Farrell adds that council already approved 14 new communities in 2018 — against expert recommendations to only approve eight based on lower market demand — and says that approval flooded the Calgary market with a near-record total of 41 new and developing communities.
"Council’s decision included subsidizing these 14 new communities so that every Calgarian pays a property tax increase of 0.75 per cent in 2019 and will see 0.5 per cent increase per year to water utility rates from 2019-2022. The total 2018 tax increase to subsidize the 41 communities was 2.15 per cent," said Farrell.
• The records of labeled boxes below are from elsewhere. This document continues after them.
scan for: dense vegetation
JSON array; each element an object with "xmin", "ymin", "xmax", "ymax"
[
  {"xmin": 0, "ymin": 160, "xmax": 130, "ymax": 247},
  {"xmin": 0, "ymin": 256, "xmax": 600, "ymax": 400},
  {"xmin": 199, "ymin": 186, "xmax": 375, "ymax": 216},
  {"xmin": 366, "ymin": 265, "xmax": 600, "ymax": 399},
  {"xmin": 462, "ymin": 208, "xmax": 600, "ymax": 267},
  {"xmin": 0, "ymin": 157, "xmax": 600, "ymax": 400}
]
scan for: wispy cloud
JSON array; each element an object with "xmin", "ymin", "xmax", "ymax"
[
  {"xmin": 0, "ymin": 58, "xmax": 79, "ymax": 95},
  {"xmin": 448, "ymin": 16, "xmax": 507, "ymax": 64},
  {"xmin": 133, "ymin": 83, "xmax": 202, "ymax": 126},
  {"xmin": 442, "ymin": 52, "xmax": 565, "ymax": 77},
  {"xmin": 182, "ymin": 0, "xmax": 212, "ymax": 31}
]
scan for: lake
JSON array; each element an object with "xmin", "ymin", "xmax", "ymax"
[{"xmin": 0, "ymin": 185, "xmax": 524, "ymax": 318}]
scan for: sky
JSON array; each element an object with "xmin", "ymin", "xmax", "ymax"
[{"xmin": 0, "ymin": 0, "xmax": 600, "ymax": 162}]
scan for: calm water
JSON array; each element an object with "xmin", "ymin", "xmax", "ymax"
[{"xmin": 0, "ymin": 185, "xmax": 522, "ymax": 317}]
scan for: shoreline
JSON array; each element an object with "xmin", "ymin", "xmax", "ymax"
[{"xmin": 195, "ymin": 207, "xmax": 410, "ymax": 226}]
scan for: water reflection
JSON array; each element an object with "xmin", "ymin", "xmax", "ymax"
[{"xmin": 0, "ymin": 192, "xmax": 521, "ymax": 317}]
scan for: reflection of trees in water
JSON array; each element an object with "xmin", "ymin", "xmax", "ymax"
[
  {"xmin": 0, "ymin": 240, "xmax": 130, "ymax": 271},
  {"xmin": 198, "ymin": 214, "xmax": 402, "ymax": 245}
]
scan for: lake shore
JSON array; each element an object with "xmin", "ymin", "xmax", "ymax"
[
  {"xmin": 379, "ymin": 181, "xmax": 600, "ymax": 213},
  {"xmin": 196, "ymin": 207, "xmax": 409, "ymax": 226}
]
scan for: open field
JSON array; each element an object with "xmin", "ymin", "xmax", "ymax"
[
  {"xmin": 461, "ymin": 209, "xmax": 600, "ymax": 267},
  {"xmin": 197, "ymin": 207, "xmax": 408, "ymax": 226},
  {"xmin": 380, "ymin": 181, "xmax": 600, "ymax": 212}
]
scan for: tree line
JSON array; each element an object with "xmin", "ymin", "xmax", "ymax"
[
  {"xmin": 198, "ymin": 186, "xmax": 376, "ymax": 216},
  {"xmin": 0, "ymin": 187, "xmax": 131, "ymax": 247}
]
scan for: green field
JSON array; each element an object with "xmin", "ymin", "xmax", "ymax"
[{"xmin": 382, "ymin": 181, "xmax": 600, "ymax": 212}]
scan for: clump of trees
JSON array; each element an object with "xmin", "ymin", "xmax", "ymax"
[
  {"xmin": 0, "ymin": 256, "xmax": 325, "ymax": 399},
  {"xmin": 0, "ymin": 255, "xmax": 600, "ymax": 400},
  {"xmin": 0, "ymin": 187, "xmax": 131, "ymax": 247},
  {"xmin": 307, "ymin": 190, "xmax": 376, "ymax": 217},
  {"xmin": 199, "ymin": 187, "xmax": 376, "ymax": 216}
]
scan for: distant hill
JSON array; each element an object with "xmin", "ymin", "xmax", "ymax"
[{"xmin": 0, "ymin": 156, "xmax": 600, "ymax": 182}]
The mayor says he’s looking forward to hearing the presentations on Monday, but is not in favour of adding even more communities right now.
“I think my colleagues on council and land developers really need to answer the question ‘why in the world would this be a good time to add to an already dangerous oversupply?’ And destabilizing an entire housing market and popping a bubble,” Naheed Nenshi said Thursday.
Council has already committed almost $500 million in funding to new community growth until 2022. It has also asked for a tax freeze in 2021, but there are further concerns that won’t be possible.
"It is simply an issue of spreading too little butter over too much bread," said Farrell.
More shortfalls could also mean more cuts to services like the Calgary Fire Department and Calgary Transit.
The Calgary Firefighters Association (CFA) says that its budget has been cut and its resulted in the reduction of five fire trucks in 2019.
“Firefighters are already stretched thin. As the city gets bigger, our budget has got smaller,” said Matt Osborne with the CFA.
“We’ve had over $30 million cut from our budget over the last few years and we want to make sure we have the tools to do our jobs.”
Developer Trico Homes will bring forward a business case of council to develop two parcels of land as part of their ongoing Belvedere development in east Calgary.
“We feel this area has been overlooked in the past with no real supply of new homes. We believe providing more choices within Calgary’s east sector will help mitigate market loss to smaller satellite communities outside of Calgary,” a spokesperson for Trico Homes said.
Monday’s Priorities and Finance Committee meeting will be open for public comments.